Description
Constraint Satisfaction Problems (CSPs) provide a unifying framework for capturing a wide array of computational problems. A basic notion in this landscape is that of redundancy: a constraint is redundant if it is logically implied by the rest. The study of
non-redundancy—instances where no constraint is redundant—has recently emerged as a surprisingly powerful lens for understanding core questions in sparsification, kernelization, extremal combinatorics, and universal algebra.
In this talk, I will describe a recent line of work that systematically develops the theory of CSP non-redundancy. A central
result (with J. Brakensiek, STOC 2025) shows that the sparsifiability of any CSP is determined—up to polylogarithmic factors—by its non-redundancy. This unifies and significantly extends known sparsification results for graph cuts, linear codes, and various CSP classes. The proof involves a novel application of the entropy method, inspired by Gilmer’s recent breakthrough on the union-closed sets conjecture.

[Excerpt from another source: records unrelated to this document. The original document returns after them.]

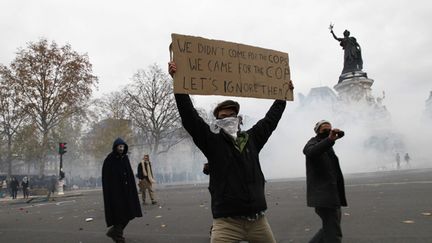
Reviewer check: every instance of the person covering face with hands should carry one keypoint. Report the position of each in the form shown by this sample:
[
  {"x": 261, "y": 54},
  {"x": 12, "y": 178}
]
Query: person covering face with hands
[{"x": 325, "y": 182}]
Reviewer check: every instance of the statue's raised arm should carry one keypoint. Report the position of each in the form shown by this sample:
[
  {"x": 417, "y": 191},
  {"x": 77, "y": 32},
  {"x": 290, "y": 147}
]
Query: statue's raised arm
[{"x": 352, "y": 52}]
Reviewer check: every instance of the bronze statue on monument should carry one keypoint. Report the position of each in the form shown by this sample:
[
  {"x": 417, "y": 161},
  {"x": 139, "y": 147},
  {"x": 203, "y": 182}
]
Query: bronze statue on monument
[{"x": 353, "y": 62}]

In follow-up work (with J. Brakensiek, B. Jansen, V. Lagerkvist, and M. Wahlström), we construct explicit CSP predicates whose
non-redundancy scales as Θ(n^r) for every rational r ≥ 1, revealing a rich and previously unanticipated spectrum. We also develop an algebraic theory of conditional non-redundancy via pattern polymorphisms, drawing connections to Turán-type extremal problems in graphs and hypergraphs. Further extending this theory, we revisit the notion of Mal’tsev embeddings—the most general known technique for proving linear non-redundancy. Introducing a new tool, Catalan polymorphisms, we resolve several structural questions about Mal’tsev embeddings, including the construction of a predicate whose embedding arises not from an Abelian group, but from the quantum Pauli group.
This work illustrates how the seemingly modest notion of redundancy unfolds into a deep and multifaceted theory, bridging ideas from combinatorics, algebra, logic, and theoretical computer science.